This document is one of More SageMath Tutorials. You may edit it on github. $$\def\NN{\mathbb{N}}$$ $$\def\ZZ{\mathbb{Z}}$$ $$\def\QQ{\mathbb{Q}}$$ $$\def\RR{\mathbb{R}}$$ $$\def\CC{\mathbb{C}}$$

# Tutorial: Testing a conjecture in parallel (draft)¶

In this tutorial, we illustrate how to test a conjecture in parallel on a multicore machine using the @parallel decorator.

sage.parallel

Todo

expand and move to sage.parallel.tutorial?
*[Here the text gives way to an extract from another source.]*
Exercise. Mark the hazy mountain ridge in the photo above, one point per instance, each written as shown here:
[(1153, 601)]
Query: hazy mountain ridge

For illustration purpose, we take a stupid conjecture, namely that the number $$n=49$$ has no divisor in the range $$2,...,9$$. Let us start with a little function that checks the conjecture on a given $$n$$ and $$i$$:

sage: def check_conjecture(i, n):
....:      return not i.divides(n)


Shoot, the conjecture is false:

sage: n = 49
sage: all( check_conjecture(i, n) for i in srange(2,10) )
False


We can for example recover the counter example with exists():

sage: n = 49
sage: exists( ((i,n) for i in srange(2,10)),
....:         lambda (i,n): not check_conjecture(i,n))
(True, (7, 49))


We want to find a counter-example in parallel. To this end, we define a variant of check_conjecture that checks the conjecture in parallel on a bunch of inputs:

sage: @parallel
....: def check_par(i, n):
....:     return not i.divides(n)


Here is how we can use it to test the conjecture in parallel for three pairs (i, n):

sage: list( check_par( [ (2,11), (3, 9), (4,7) ] ) )
[(((2, 11), {}), True), (((3, 9), {}), False), (((4, 7), {}), True)]


Each output is of the form (input, result), where input describes the arguments and optional arguments passed down to the python function. We now run the check for $$n=49$$ and the range 2,…,9:

sage: n = 49
sage: sorted(check_par( (i,n) for i in srange(2,10) ))
[(((2, 49), {}), True), (((3, 49), {}), True), (((4, 49), {}), True), (((5, 49), {}), True), (((6, 49), {}), True), (((7, 49), {}), False), (((8, 49), {}), True), (((9, 49), {}), True)]


If we just want to know whether $$n$$ has no divisor in the range, we can do:

sage: all( result for (input, result) in check_par( (i,n) for i in srange(2,10) ))
Killing any remaining workers...
False


Note the information message just before the answer: the computation was stopped as soon as a counter-example was found.

Let us print all counter-examples:

sage: for (input, result) in check_par( (i,n) for i in srange(2,10) ):
....:     if not result: print input
((7, 49), {})


Here is a powerful idiom to recover a counter-example:

sage: for (input, result) in check_par( (i,n) for i in srange(2,10) ):
....:     assert result
Traceback (most recent call last):
...
AssertionError


There is no output if there is no counter-example. Otherwise, an error is thrown:

sage: for (input, result) in check_par( (i,n) for i in srange(2,10) ):
....:     assert result
Traceback (most recent call last):
...
AssertionError


Then one can use the Python debugger to recover the counter-example by post mortem introspection on the stack:

sage: import pdb
sage: pdb.pm()                            # not tested
> <ipython console>(2)<module>()
(Pdb) p input
((7, 49), {})


This may sound a bit of an overkill, but this is a very general technique, and it is handy when the input is a complicated object that we want to explore. In particular, one can use the following hack to insert the counter-example in the global name space:

sage: pdb.pm()                            # not tested
> <ipython console>(2)<module>()
(Pdb) p input
7
(Pdb) import __main__
(Pdb) __main__.my_counter_example = input


Now we can play with it:

sage: my_counter_example             # not tested
7
sage: my_counter_example.divides(49) # not tested
True